If you have spent any time getting to know me either in person or through reading my posts here or my articles at Catholic Sistas or Catholic Stand, you know that my past greatly influences not only how I live my life but how I feel about myself as well. I have spent much of my life trying to figure out how not to make the mistakes my parents made and to love myself and to feel worthy of love. I often don’t see myself the way others see me. It can be a real hindrance to my life… and to my children.
In my effort to avoid the mistakes my own parents made I have made different mistakes. I wasn’t always aware of those mistakes, but I am becoming more aware of them now. My blind spots are becoming less invisible (as these are not my only blind spots!) and I am working to make sure that I listen to those who lovingly tell me that I need to change. But I have to tell you… it’s challenging and sometimes very painful to recognize those blind spots and to deal with them.
Chapter 30: Blind Spots
Matthew Kelly tells us that we often don’t see ourselves as we truly are. Perhaps we build ourselves up to think we are better than everyone else (and our society often calls this “confidence” but it is not) or perhaps we tear ourselves down and don’t see our worth (and some view this as “humility” but is not either); but rarely do we ever see ourselves as we truly are. We can have blind spots that prevent us from seeing the truth for many situations, including seeing the truth about ourselves.
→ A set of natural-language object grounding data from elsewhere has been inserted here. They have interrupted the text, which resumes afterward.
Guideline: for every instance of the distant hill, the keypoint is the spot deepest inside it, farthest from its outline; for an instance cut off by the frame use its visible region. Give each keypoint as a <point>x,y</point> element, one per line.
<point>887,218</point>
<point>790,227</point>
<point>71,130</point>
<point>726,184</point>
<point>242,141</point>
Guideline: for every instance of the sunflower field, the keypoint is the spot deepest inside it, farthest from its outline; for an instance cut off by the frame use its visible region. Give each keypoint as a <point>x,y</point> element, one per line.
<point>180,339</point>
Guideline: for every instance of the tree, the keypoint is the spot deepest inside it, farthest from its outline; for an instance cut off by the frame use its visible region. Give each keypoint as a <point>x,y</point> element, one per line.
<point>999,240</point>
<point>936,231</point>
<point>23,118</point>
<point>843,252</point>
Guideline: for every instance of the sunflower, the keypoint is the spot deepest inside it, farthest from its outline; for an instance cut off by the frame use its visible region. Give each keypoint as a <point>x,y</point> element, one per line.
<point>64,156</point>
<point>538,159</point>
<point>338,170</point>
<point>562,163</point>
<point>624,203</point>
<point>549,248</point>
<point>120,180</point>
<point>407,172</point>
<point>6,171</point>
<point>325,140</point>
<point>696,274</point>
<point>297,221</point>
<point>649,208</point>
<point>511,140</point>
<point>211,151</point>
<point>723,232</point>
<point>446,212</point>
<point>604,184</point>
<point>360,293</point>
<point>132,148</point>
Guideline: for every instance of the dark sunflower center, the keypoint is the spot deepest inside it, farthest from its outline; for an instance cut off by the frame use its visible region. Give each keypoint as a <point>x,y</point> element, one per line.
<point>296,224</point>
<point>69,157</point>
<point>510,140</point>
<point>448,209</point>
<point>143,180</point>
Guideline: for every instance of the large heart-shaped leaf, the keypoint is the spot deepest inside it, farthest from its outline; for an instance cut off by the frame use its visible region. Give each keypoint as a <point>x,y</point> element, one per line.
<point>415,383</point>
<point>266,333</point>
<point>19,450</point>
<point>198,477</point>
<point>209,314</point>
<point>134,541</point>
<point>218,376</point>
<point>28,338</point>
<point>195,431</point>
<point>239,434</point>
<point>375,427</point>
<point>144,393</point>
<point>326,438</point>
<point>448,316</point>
But it’s important that we do see those blind spots so that we can change things to become the best version of ourselves. In thinking about my lack of ability to see my worth, I found that when I put myself down it greatly affected my children. When I would fail in some aspect of motherhood and would make a comment in passing that I was a “crappy mom” I didn’t realize that I was hurting my children. I didn’t feel it was a reflection on them, but me simply stating the truth of what I felt about myself. What I found from my kids is that it made them feel terrible because they didn’t feel that way about me and it felt like I was really destroying something they truly love (cue the “this makes me feel like a crappy mom times a thousand” music!). It was truly an eye-opener! I didn’t know that I was hurting them by not being able to love me.
Point to Ponder: We all have blind spots.
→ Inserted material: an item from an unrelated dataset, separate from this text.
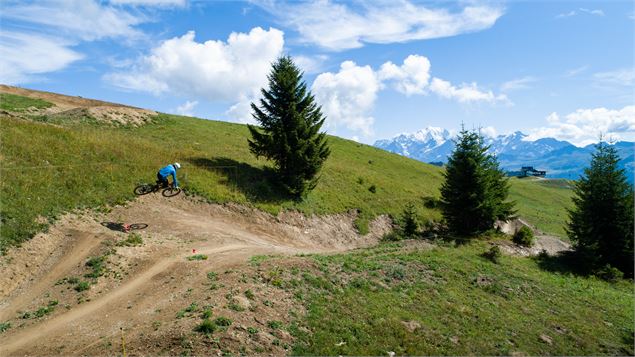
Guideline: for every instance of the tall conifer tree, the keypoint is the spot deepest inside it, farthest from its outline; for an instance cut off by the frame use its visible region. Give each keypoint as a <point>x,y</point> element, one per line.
<point>474,194</point>
<point>289,133</point>
<point>601,220</point>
The key to understanding and overcoming our blind spots is having true humility. True humility will allow us to hear others and work to make the changes in our lives that we need to make. Often we are so focused on others’ faults that we simply can’t, or won’t, see our own. Matthew Kelly pointed out that pride is what prevents us from hearing God’s voice and from responding to it.
We have to learn to move past our pride and into humility and docility. We not only have to be coachable but we have to want to be coached. How many of us don’t want to change because it’s just too much work or we simply don’t think we need to? Pride keeps us from hearing God calling to us. It can be painful to accept that there are areas in which we may not be the best versions of ourselves. It can feel like a direct and personal attack on us especially if we suffer from low self-esteem or any other worth issues.
Verse to Live: “Why do you see the speck in your neighbor’s eye, but do not notice the log in your own eye?” Matthew 7:3
It is easy for us to see others’ faults and it is easy to call out others’ pride, but it is very difficult to see our own. For some of us who are perhaps more self-aware, we may see our own faults but still focus on other people’s faults instead. Why do we do this? We do this because it is easier to talk about change than it is to work to change. When we notice other people’s faults and we point them out, it’s not our responsibility to do the changing but it is their responsibility. Pointing out their faults and perhaps even giving advice on how to change it can make us feel like we are part of the solution. The problem is we can’t truly see the full scope of other people’s issues when our vision is obscured by the log that remains in our own eye. Our pride makes us feel that we can, but we simply can’t.
If we want to really help others on their way to heaven we first have to take a hard look at ourselves and where we need to change… and then we have to make those changes. We have to pull that log out of our eye so that we can see clearly to lead others to Christ.
Question to Consider: How are your blind spots affecting your relationships?
Well, as I stated above, one of my huge blind spots (not being able to see my worth and coming down hard on myself when I didn’t live up to the standard that I have for myself or feel my kids deserve in a mother) was making my children feel terrible. By not being able to acknowledge my own worth I was affectively telling them that they were wrong to love me- warts and all- and that they were wrong to think that I was a good mother. It sent out a message that if I fail then I am not good enough and that if they failed, they are not good enough either. It was a terrible message to be sending. I’m thankful one of my children was able to vocalize this and to help me see this blind spot. I still struggle with it, but I am working on it.
Your Turn: Are you judgmental? Do you see other people’s faults but not your own? Are you prideful? Are you open to hearing where your blind spots may be? Are you open to seeing yourself and others as God truly sees you?
Prayer: Lord, take the blindness from my eyes so that I can see people, situations, and myself as you do.